Compass Records launched in Nashville in 1995 and has since become home to an impressively eclectic band of artists, representing world music, folk and jazz.
“We have several Irish artists too,” continues Alison. “Paul Brady and Sharon Shannon have released through us. I guess the music community around the world is pretty small. And Irish music is closely related to bluegrass. That’s how I came to it. Honestly, ten years ago I would have imagined Irish music to be guys in beards and fisherman sweaters, but some of the most exciting acoustic music in the world is emerging from Ireland and the UK. We’ve been working with Lunasa on Se and we’re really excited about that.”
Compass Records was founded as an artist-driven label. It’s a romantic notion, but what, I wonder, does it mean in practise.
“Well, major labels are all about giving the people what they think they want. Music Row is such a great example of that. You get these people who look like, smell like, sound like the real thing. You give the guy a song and a hat and a video and hey, he’s a country artist. So our whole approach is about finding music that we think is great art, get it out there, and hope that the people will find it.”
When not (hopefully) troubling the sleep of major record moguls, Alison Brown has been busy revolutionising banjo sound. It’s easy to hear the delicacy of Grisman and other nugrass stalwarts in Alison’s Grammy nominated 1991 release Simple Pleasures. (Indeed, Grisman took on production duties for that record.) Her most recent release, however, fuses that beautifully intricate plucked sound with jazzier rhythms. Gorgeous, dizzyingly accomplished and utterly unique, Stolen Moments is nothing if not pioneering.
“I guess as a writer, because of where I come from, there are lots of different influences in my music. I don’t think it’s jazz. Not structurally anyway. I suppose it’s primarily folk although really it’s a mess I haven’t found a proper moniker for. One of the things that I like about audiences over here is that they don’t mind not knowing what exact slot it fits into.
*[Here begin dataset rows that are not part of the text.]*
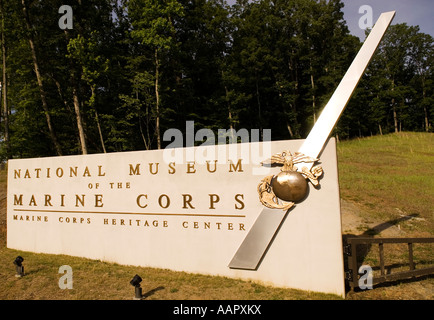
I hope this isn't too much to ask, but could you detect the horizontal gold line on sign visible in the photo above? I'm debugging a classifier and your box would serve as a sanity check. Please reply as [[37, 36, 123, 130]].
[[14, 209, 246, 218]]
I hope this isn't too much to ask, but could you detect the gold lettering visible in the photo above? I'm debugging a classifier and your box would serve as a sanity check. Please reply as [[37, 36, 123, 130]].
[[235, 194, 244, 210], [56, 168, 63, 178], [14, 194, 23, 206], [29, 194, 37, 206], [98, 166, 105, 177], [158, 194, 170, 209], [69, 167, 78, 177], [209, 194, 220, 209], [75, 195, 87, 207], [187, 161, 196, 173], [14, 169, 21, 179], [206, 160, 217, 173], [45, 194, 53, 207], [229, 159, 243, 172], [137, 194, 148, 208], [182, 194, 194, 209], [130, 163, 140, 176], [83, 166, 91, 177], [169, 162, 176, 174], [95, 194, 104, 208], [149, 162, 159, 174]]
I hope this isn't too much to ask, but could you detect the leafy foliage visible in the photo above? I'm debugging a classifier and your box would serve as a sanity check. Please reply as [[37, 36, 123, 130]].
[[0, 0, 434, 159]]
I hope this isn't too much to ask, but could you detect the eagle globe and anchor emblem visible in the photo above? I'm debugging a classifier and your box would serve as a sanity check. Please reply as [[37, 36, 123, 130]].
[[258, 150, 323, 210]]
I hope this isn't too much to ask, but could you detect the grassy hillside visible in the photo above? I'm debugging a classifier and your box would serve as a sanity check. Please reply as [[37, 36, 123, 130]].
[[338, 133, 434, 236], [0, 133, 434, 300]]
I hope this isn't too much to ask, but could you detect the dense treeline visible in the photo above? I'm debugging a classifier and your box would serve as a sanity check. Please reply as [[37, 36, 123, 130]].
[[0, 0, 434, 160]]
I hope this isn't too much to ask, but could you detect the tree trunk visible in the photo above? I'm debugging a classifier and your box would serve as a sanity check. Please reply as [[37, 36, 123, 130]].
[[310, 63, 316, 124], [422, 86, 430, 132], [21, 0, 62, 156], [64, 29, 87, 154], [155, 49, 161, 149], [392, 79, 399, 133], [0, 0, 11, 159], [72, 78, 87, 154]]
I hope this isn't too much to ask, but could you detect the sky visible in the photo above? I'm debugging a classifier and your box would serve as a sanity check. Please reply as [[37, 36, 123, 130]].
[[342, 0, 434, 40], [227, 0, 434, 41]]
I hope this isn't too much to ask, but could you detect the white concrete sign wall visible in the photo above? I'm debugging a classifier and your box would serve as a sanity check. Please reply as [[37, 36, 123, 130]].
[[7, 139, 345, 295]]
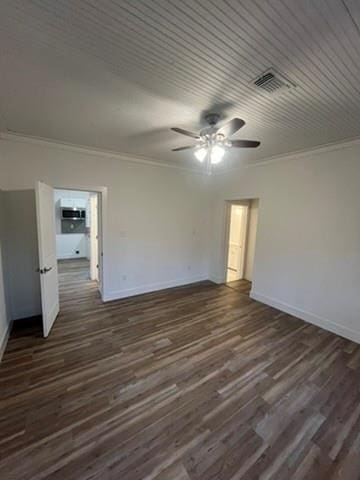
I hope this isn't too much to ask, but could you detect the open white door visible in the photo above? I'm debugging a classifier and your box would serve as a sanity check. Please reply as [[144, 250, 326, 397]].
[[226, 205, 248, 282], [35, 182, 59, 337]]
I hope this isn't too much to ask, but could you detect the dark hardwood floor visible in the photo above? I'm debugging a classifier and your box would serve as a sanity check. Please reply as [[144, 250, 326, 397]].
[[0, 265, 360, 480]]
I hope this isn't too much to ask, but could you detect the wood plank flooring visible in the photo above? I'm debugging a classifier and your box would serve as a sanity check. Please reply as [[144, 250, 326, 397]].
[[0, 262, 360, 480]]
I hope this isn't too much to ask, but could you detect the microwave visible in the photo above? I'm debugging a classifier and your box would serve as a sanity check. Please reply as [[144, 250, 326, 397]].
[[61, 207, 86, 220]]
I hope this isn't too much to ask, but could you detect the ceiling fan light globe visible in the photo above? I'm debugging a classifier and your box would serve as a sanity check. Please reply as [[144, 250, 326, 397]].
[[210, 145, 225, 165], [194, 147, 207, 163]]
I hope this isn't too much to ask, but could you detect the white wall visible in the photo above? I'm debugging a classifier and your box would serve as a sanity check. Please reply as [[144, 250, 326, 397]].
[[244, 198, 259, 282], [0, 190, 10, 360], [3, 190, 41, 320], [210, 143, 360, 342], [54, 190, 90, 259], [0, 140, 210, 306], [56, 233, 88, 260], [0, 135, 360, 342]]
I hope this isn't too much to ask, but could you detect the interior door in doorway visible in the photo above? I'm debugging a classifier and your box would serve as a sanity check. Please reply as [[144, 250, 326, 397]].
[[35, 182, 59, 337], [90, 193, 99, 281], [226, 205, 248, 282]]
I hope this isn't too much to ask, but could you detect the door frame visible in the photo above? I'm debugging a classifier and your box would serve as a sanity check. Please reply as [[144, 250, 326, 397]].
[[225, 202, 250, 282], [53, 183, 108, 302], [222, 197, 256, 283]]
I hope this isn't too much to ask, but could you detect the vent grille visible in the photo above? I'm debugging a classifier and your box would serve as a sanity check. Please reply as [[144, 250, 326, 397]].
[[251, 70, 295, 94]]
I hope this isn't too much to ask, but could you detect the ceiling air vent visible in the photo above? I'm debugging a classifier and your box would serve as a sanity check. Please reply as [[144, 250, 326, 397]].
[[251, 69, 295, 94]]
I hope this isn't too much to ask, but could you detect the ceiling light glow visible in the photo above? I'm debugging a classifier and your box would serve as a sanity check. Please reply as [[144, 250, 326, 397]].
[[194, 147, 207, 163], [210, 145, 225, 165]]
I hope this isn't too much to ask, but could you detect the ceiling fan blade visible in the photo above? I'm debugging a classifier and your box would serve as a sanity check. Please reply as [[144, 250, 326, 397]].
[[170, 127, 200, 139], [231, 140, 260, 148], [171, 145, 194, 152], [217, 118, 245, 138]]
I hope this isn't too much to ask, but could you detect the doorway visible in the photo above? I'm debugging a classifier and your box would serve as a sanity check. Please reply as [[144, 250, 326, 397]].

In America musical retail relies too heavily on marketing, when really, there are two types of music – good music and bad music.”
Falling firmly into the latter category, Stolen Moments, with its impossibly pretty covers of Paul Simon’s ‘Homeward Bound’ and Jimi Hendrix’s ‘Angel’, looks set to subvert all possible preconceptions one might have of banjo playing.
“It’s kind of silly to say it really because I hate to differentiate between men and women, but most banjo players are guys and they play in a big right-handed macho way. I’m obviously not a guy with a big right hand. And the way I like to arrange music gives everyone a chance to speak. That’s a girl thing too. We’re consensus builders. I guess I’m just taking a more feminine approach. So it can’t just be about duelling banjos.”